Re: Regression from 2.6.26: Hibernation (possibly suspend) broken on Toshiba R500 (bisected)

From: Rafael J. Wysocki
Date: Thu Dec 04 2008 - 17:41:53 EST


On Thursday, 4 of December 2008, Linus Torvalds wrote:
>
> On Thu, 4 Dec 2008, Frans Pop wrote:
>
> > On Wednesday 03 December 2008, Linus Torvalds wrote:
> > > Well, I think that what _would_ be generally correct, and actually
> > > pretty simple, is a rather different approach: just not sizing things
> > > behind a transparent bridge AT ALL, since it really shouldn't matter.
> >
> > I've given your patch a try and the few resumes from STR I've done were
> > all successful. That's not 100% conclusive yet, but a nice start.
> > Some info from logs etc. below.
>
> Ok, but I thought you had a hard time reproducing this _anyway_, even with
> just plain -rc7. No?
>
> That said, of the various patches posted, the "don't bother allocating
> bridging windows for transparent bridges" one is not just the simplest,
> but the only one that actually makes sense so far.
>
> So I'm happy it's apparently working for you, I'm just wondering about
> whather your success means a lot. It seems that Rafael is the one who had
> more failures?

This most probably is correct and I got a resume failure with that patch
applied, so it evidently doesn't fix the problem. :-(

> > > > Also, I would be happy to actually understand _why_ this happens.
> > >
> > > 100% agreed. I do _not_ see why it should ever matter how we set up a
> > > PCI bridging window - whether prefetchable or not - on a bridge that
> > > should be transparent. It sounds really odd. I'm wondering if there is
> > > something we're missing here.
> >
> > The theory that it is really a resume issue and not a device layout issue
> > sounds logical. Especially as everything always works correctly after a
> > normal boot.
>
> Yes, that does sound like a convincing argument. Usually real PCI resource
> clashes result in some kind of run-time problems, and wouldn't necessarily
> be suspend-specific per se.
>
> That said, suspend/resume does a lot of unusual things, so it could still
> be some odd PCI resource clash that only triggers problems in the
> suspend/resume case. But since the exact layouts and the sizing of the
> resources doesn't really seem to matter, a simple PCI resource clash seems
> rather unlikely.

I agree.

That said the "don't bother allocating bridging windows for transparent
bridges" patch resulted in the following layout on my box (from /proc/iomem):

88000000-8807ffff : 0000:00:02.1
88080000-88083fff : 0000:00:1b.0
88080000-88083fff : ICH HD audio
88084000-88087fff : 0000:03:0b.1
88088000-88088fff : 0000:03:0b.0
88088000-88088fff : yenta_socket
88089000-880897ff : 0000:03:0b.1
88089000-880897ff : firewire_ohci
88089800-880898ff : 0000:03:0b.3
88089800-880898ff : mmc0
8808a000-8808afff : Intel Flush Page
8c000000-8fffffff : PCI CardBus 0000:04
90000000-93ffffff : PCI CardBus 0000:04

while my "don't allocate bridging windows for cardbus bridges behind
transparent bridges" patch I've just sent (appended for easier reference)
results in the layout:

88000000-880fffff : PCI Bus 0000:03
88000000-88003fff : 0000:03:0b.1
88004000-88004fff : 0000:03:0b.0
88004000-88004fff : yenta_socket
88005000-880057ff : 0000:03:0b.1
88005000-880057ff : firewire_ohci
88005800-880058ff : 0000:03:0b.3
88005800-880058ff : mmc0
88100000-8817ffff : 0000:00:02.1
88180000-88183fff : 0000:00:1b.0
88180000-88183fff : ICH HD audio
88184000-88184fff : Intel Flush Page
8c000000-8fffffff : PCI CardBus 0000:04
90000000-93ffffff : PCI CardBus 0000:04

where devices behind the transparent bridge (PCI Bus 0000:03) are located
_before_ ICH HD audio in the memory address space, and this one appears to
work. So there _may_ be an effect of the layout too.

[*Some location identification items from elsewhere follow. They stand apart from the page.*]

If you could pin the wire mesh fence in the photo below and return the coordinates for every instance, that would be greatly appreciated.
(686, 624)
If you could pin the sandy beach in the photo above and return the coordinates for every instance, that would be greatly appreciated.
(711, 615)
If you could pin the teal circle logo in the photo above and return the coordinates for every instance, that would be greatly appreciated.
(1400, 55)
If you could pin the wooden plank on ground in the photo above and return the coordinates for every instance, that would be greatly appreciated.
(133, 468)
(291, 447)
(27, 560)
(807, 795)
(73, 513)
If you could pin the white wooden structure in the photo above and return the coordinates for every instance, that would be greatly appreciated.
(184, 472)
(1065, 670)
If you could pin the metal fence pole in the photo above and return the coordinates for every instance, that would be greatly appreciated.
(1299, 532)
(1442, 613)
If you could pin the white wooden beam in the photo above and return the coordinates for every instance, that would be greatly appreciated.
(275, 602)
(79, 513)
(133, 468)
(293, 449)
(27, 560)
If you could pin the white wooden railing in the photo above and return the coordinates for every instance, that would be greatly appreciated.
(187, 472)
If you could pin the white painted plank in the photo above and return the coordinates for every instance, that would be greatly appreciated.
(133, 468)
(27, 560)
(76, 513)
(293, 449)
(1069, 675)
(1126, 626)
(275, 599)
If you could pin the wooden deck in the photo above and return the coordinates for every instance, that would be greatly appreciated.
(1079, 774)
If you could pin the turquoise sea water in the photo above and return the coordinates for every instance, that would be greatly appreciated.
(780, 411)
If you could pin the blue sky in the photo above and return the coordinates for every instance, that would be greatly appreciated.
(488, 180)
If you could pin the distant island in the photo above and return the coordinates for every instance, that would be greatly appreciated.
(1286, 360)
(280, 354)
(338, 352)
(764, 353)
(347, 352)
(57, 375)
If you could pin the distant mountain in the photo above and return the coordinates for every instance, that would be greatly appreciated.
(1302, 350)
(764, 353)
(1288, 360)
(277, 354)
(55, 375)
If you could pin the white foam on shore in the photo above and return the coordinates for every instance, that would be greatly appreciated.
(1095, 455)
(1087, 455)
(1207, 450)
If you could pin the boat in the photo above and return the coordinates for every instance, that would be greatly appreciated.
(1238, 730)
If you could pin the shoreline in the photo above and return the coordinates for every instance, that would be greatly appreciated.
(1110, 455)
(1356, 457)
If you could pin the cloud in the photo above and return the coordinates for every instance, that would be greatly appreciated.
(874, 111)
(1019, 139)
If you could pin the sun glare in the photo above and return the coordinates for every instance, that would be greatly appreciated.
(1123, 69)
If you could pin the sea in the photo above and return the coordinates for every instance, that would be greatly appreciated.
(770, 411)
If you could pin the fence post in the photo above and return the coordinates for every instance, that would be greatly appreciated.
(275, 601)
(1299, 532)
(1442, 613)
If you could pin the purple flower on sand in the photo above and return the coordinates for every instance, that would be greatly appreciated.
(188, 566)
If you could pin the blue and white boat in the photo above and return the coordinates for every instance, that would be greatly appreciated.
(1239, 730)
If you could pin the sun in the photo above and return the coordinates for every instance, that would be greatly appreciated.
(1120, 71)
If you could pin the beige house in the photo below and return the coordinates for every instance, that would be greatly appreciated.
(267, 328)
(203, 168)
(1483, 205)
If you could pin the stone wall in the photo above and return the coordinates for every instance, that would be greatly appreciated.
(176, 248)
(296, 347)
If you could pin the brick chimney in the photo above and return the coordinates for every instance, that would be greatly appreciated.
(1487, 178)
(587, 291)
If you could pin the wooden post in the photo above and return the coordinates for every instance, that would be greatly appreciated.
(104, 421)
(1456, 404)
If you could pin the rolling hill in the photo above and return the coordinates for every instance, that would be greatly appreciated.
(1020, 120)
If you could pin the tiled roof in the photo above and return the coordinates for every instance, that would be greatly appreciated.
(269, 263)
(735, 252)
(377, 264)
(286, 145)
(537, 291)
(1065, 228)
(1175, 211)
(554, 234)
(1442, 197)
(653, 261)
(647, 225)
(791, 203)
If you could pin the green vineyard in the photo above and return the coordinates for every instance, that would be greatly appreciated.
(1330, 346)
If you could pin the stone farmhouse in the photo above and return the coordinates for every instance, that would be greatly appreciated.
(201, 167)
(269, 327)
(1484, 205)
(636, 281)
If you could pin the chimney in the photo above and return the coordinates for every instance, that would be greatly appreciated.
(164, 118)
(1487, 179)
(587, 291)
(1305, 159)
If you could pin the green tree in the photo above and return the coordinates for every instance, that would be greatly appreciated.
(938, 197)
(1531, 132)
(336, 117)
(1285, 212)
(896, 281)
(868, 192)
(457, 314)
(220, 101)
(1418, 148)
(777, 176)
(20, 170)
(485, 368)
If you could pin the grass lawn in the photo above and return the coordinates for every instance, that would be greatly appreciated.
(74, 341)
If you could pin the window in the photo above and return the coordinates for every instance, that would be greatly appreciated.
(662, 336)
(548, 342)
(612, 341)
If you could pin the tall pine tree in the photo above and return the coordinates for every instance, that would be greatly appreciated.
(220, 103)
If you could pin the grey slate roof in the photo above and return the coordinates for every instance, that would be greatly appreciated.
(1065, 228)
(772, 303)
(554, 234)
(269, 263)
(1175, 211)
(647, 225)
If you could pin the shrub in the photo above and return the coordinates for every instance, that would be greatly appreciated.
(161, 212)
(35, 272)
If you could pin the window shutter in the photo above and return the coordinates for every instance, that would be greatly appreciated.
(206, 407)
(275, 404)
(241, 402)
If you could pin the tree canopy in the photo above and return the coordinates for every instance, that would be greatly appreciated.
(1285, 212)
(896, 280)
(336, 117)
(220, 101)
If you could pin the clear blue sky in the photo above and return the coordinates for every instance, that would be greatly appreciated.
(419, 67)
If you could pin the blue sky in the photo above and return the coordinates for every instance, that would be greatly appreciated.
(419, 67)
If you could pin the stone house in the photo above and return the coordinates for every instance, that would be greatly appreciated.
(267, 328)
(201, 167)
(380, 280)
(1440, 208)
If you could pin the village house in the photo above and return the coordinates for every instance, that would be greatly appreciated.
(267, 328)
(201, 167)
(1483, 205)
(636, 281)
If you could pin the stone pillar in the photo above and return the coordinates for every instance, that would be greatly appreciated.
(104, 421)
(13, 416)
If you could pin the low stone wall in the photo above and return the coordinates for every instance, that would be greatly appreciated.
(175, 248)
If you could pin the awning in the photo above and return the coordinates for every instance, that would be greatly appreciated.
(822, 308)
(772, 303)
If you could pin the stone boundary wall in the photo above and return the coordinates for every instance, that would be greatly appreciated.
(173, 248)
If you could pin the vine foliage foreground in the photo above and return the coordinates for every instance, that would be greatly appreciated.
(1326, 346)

> So some kind of resume-time ordering or timing issue does seem like the
> most likely thing. But that still leaves us not knowing what the real
> _root_ cause of this all is - very irritating. Even if not allocating the
> unnecessary bridging windows "fixes" things, it would be really really
> good to know exactly what it is that causes problems.

Well, given that both affected boxes have the same chipset (945GM), I seriously
suspect a nastiness in that chipset we're not aware of. Especially that
the problem is not reproducible without snd_hda_intel (at least on my box).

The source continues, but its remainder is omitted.